The feelings of resentment may be mutual. “I know one American medical professional who was stopped from attending a seminar in Tehran by the State Department,” says Price. “There’s a segment within State that has never forgiven Iran since the Islamic Revolution.” A sellout crowd turned out for a recent meeting planned in Maine, but an Iranian OPCW representative was prevented from attending, Price says.
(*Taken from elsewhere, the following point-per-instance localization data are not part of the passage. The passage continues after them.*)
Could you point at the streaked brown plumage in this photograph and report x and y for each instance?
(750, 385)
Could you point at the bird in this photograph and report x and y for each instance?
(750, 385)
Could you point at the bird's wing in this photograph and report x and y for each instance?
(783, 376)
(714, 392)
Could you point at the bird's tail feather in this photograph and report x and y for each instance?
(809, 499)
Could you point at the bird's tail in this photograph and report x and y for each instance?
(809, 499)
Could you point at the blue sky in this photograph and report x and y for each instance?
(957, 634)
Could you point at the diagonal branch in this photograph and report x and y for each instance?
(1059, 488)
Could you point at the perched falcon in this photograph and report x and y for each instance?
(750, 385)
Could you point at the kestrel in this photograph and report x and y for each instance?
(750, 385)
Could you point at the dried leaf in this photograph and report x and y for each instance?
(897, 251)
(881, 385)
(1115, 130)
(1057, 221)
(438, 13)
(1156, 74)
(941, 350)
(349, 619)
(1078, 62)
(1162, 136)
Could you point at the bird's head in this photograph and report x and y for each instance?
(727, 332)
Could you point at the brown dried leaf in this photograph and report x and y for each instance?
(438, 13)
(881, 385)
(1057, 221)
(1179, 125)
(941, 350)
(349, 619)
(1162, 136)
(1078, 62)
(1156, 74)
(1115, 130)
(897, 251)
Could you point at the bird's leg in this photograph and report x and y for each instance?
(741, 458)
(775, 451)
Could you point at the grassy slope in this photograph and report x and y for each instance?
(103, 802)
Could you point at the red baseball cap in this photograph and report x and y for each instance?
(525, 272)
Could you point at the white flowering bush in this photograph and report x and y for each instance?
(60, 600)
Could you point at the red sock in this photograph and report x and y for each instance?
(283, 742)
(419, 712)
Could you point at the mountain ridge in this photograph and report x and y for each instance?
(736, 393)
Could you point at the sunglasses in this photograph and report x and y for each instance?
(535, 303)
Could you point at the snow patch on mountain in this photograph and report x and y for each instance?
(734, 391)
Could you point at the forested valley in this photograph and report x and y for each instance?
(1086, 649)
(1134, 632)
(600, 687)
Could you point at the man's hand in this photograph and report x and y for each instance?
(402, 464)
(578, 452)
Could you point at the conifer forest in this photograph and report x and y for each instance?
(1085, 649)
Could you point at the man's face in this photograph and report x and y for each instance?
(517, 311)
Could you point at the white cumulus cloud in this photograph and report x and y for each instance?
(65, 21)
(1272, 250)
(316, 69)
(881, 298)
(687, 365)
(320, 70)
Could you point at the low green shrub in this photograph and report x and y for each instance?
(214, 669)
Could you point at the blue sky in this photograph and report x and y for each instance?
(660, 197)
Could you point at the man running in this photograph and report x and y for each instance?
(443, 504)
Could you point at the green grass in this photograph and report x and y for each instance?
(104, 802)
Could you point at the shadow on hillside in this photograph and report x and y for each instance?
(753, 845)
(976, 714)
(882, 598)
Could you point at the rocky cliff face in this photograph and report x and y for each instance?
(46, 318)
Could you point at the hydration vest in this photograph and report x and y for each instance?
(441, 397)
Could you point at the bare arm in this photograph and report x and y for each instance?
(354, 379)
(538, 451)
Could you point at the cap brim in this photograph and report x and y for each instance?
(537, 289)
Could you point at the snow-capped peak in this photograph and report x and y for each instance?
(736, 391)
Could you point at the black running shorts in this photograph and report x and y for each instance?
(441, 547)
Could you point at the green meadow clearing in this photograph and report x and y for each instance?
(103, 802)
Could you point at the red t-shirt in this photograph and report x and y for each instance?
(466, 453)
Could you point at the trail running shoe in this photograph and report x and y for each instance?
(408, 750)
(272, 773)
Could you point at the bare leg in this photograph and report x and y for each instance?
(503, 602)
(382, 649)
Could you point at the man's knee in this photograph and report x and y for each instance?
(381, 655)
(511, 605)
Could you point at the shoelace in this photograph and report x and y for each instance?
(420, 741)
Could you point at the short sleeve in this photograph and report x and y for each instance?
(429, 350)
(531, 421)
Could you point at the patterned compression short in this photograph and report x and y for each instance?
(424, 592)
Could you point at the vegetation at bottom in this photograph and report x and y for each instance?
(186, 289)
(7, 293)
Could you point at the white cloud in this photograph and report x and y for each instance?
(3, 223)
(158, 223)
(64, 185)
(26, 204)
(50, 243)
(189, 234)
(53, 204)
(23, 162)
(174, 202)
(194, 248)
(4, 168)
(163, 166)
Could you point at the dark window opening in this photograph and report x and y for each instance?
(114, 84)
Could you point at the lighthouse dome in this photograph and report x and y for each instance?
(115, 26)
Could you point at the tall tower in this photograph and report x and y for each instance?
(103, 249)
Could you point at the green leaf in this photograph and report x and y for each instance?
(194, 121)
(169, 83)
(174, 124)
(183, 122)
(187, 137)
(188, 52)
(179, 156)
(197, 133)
Despite the political obstacles, Iran has shared its medical knowledge with the international community. Since 1997, the OPCW has held four clinical courses in Tehran-attended by doctors from the region as well as Europe-focusing on short-term treatment and unexpected long-term complications. In particular, doctors have recorded a dramatic deterioration in the eyesight of mustard-gas victims years after exposure. A sharp spike in cases of leukemia and lymphoma has also been noted in areas saturated with chemical agents-as have mutative effects on victims’ children. “Many people think of exposure to chemical weapons as an immediate problem,” says Davey. “But it becomes a tremendous long-term burden on the medical infrastructure.”

Khoshnevisan knows he will likely spend his remaining days bed-ridden. But he holds out hope that his son, who, as a soldier, was also exposed to mustard gas in the ’80s, and his grandson, who has recently developed respiratory problems, will receive improved treatment. “No one should have to suffer the way we have since the war,” he says. The U.S.-led troops poised to enter Iraq would surely echo that hope.